Se durmió con dificultad, sobresaltado. A poco de hacerlo volvió a ver a su abuela. No supo si era en el sueño o si realmente entraba a su pieza aquella mujer con un largo vestido negro, liso, y un pañuelo atado que le cubría el cabello. Llevaba dos aros inmensos y un collar de plata que brillaba, eran como pedacitos de luna atados a una cadena, colgando de su cuello. La vio sonriente, con un hombre a su lado, supuso que sería su abuelo, al que no conoció. Atrás de ellos había más gente, parecían llamarlo. Se volvió a despertar, esta vez con náuseas y ganas de correr hacia algún lugar que no sabía donde quedaba, quizás donde no lo llamaran Pato Negro, de no haber sido bautizado, donde no le doliera en el cuero y en los huesos las vejaciones a las que fue sometida su gente. Estaba allí, en ese lugar en el que lo arrinconó la vida, al que comenzó a creer que ya no pertenecía.

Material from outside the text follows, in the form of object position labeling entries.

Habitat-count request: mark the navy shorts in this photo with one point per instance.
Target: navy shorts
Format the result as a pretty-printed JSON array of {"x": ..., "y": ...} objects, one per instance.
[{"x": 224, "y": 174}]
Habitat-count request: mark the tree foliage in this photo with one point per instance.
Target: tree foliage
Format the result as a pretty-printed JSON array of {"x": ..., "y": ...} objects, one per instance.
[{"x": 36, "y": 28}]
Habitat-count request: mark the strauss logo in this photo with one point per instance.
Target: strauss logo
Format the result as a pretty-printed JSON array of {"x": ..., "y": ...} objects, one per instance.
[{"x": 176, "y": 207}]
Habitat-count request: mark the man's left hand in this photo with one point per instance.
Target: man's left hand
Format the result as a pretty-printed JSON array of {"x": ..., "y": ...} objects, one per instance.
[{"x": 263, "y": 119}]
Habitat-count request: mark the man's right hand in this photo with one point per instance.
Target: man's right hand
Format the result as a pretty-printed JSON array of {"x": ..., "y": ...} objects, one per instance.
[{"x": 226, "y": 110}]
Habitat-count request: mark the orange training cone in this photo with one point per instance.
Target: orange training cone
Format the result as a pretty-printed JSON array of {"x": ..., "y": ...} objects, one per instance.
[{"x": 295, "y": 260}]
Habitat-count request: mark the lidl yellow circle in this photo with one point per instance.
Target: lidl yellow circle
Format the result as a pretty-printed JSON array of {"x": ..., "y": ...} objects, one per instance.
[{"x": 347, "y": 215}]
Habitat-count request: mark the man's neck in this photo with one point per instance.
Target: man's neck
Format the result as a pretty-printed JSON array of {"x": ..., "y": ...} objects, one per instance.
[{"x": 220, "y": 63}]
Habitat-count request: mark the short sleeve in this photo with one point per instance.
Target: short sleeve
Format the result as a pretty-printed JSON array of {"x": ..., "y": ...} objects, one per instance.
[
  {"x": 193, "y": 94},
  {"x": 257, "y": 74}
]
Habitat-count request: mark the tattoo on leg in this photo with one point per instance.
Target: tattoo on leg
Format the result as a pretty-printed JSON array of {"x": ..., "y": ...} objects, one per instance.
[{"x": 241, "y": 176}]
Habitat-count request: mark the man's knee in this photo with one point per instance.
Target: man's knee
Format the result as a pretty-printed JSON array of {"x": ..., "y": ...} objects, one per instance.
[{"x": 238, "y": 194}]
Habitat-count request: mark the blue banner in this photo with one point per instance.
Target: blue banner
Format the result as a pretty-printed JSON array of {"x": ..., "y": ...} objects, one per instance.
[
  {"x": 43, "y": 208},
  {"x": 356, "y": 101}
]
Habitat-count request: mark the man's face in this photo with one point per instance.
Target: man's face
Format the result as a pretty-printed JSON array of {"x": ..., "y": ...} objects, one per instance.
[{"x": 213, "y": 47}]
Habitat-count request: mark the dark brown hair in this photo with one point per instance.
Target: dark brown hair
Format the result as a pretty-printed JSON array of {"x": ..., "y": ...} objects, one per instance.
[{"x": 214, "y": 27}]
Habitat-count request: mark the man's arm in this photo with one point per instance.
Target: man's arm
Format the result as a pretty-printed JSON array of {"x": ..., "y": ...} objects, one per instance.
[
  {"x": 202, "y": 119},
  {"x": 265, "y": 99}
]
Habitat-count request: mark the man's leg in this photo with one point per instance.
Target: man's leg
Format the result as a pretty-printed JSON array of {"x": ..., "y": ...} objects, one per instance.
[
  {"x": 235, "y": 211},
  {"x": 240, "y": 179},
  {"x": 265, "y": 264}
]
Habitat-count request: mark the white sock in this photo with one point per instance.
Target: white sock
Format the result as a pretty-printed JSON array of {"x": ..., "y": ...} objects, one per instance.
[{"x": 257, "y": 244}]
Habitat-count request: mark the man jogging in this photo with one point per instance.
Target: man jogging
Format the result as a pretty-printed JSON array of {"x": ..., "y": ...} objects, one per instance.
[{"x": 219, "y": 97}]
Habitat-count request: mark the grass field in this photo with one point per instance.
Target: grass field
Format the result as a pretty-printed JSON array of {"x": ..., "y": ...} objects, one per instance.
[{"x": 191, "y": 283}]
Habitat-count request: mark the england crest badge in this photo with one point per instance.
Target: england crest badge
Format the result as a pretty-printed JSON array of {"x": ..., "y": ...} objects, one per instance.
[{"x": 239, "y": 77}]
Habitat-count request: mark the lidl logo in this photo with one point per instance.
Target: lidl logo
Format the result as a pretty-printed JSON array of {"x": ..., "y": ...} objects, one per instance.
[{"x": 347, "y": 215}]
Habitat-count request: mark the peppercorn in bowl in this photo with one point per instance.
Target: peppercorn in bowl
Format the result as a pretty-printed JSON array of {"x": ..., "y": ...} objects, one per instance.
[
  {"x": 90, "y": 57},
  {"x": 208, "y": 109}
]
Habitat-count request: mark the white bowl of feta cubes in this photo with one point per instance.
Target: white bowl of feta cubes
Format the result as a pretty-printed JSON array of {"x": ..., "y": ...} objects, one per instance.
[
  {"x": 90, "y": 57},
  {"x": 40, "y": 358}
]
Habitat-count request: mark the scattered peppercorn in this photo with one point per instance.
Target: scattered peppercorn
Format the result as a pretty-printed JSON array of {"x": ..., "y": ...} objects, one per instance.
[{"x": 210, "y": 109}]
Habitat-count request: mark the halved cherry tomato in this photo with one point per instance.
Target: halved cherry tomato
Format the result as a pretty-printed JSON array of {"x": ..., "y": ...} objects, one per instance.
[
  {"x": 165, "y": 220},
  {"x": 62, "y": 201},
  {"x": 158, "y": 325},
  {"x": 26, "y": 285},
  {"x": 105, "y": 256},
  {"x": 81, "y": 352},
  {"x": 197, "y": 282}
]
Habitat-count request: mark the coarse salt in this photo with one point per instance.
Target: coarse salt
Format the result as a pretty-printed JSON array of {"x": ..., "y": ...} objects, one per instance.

Cuando el reloj en su muñeca marcaba las siete de la mañana, salió de su casa. No vestía como siempre. Se había puesto esa bombacha que solo utilizaba los días de descanso, no era habitual para un martes. Llevaba puesto el poncho, ese que colgaba en su pieza; también una vincha que rodeaba su cabeza y aplastaba su pelo negro, tupido, áspero. Llevaba en sus manos una percha y un bolso. Elías Curihuala entró a la comisaría, como tantos días en los últimos años. Se dirigió al escritorio del comisario y allí dejó el que fuera su uniforme.